Le château du Glandier cède la place à L’Artuby, village des gorges du Verdon. Mathilde Fabre, jouée par Barbara Schulz, se réfugie dans sa chambre après avoir été prise de panique. Des cris, puis un coup de feu retentissent. La porte blindée enfoncée, elle est découverte inconsciente, sans trace de son agresseur.

Joseph devient Joséphine, dite Jo, journaliste incarnée par Claire Romain. Originaire de L’Artuby, elle revient enquêter car Mathilde est une amie d’enfance. Avocat et narrateur du livre, Sainclair devient un podcasteur de true crime joué par Pierre-Yves Bon. La presse reste au cœur du récit, mais le podcast remplace le feuilleton. Larsan (Benjamin Baroche), Darzac (Medi Sadoun) et la juge Marquet (Michèle Bernier) prolongent les équivalents littéraires.
S’agit-il encore de la même enquête ?
L’énigme de la chambre close, la rivalité avec Larsan et les principaux suspects sont préservés.

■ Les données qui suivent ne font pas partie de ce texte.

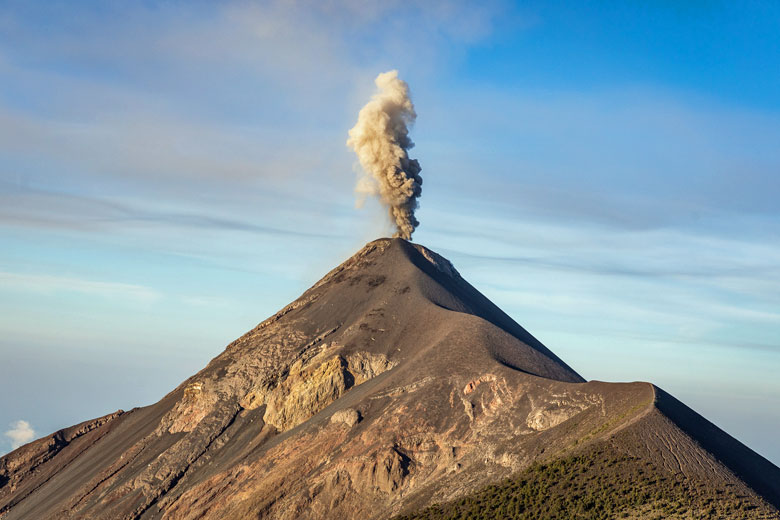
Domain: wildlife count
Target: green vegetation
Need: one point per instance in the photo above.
(597, 484)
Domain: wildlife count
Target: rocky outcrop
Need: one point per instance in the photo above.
(390, 385)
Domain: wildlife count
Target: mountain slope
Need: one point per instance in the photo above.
(389, 385)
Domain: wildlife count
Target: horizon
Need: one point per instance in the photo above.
(172, 174)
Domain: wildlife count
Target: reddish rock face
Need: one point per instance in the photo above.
(388, 386)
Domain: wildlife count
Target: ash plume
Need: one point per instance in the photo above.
(381, 141)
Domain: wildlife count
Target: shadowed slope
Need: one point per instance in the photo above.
(389, 385)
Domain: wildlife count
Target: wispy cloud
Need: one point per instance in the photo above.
(43, 283)
(21, 432)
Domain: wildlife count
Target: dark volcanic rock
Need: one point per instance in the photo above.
(390, 385)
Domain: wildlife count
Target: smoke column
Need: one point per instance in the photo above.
(381, 141)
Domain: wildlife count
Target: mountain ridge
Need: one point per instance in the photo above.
(389, 385)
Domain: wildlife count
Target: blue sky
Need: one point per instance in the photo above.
(171, 173)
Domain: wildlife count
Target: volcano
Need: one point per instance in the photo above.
(392, 387)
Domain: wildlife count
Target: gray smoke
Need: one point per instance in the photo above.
(381, 141)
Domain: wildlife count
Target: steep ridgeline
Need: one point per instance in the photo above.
(389, 386)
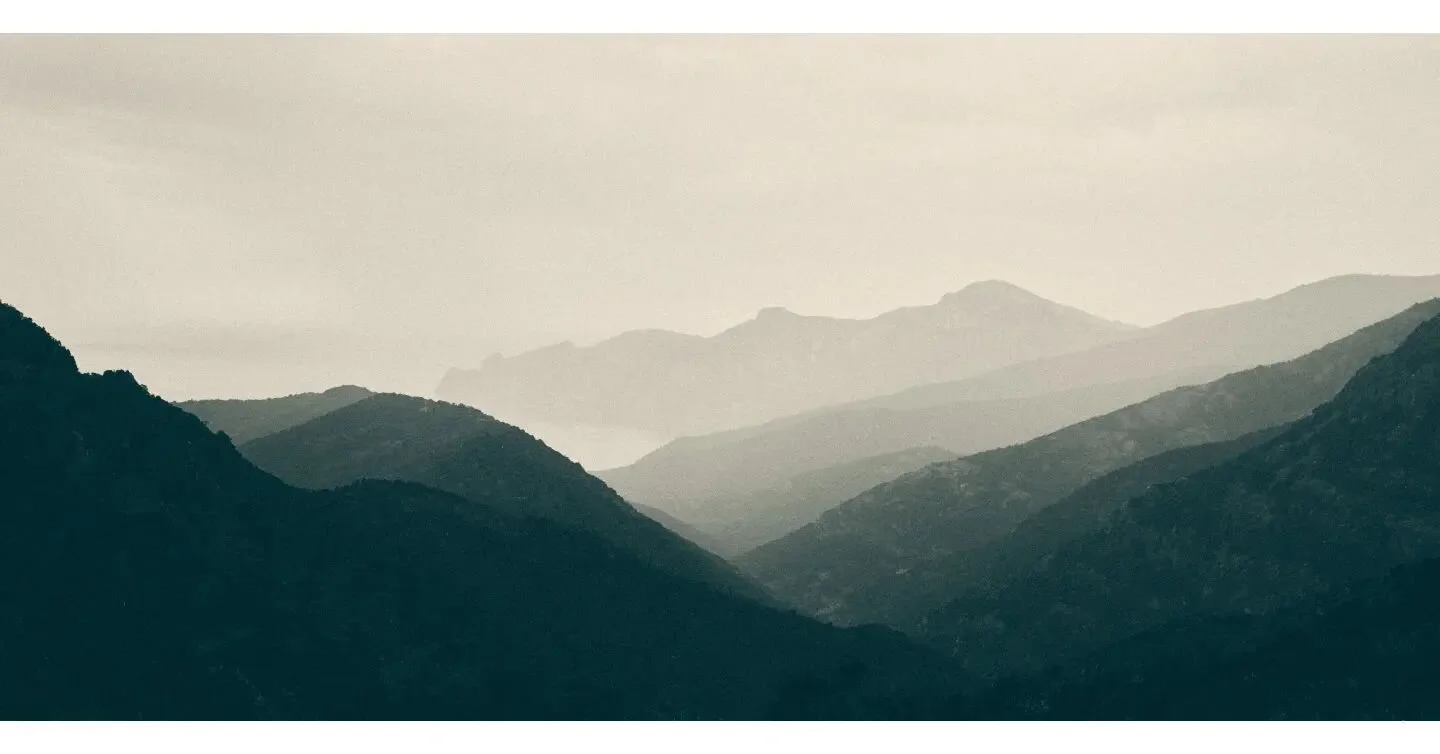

La série ajoute toutefois des intrigues et des fausses pistes pour dérouter les lecteurs qui connaissent la solution.
Globalement, cette modernisation divise. Quand Télé-Loisirs estime que « faire de Rouletabille une héroïne […] se révèle une évidence » et loue une fiction qui évite de « sentir la naphtaline », Télérama évoque au contraire une « adaptation plan-plan ».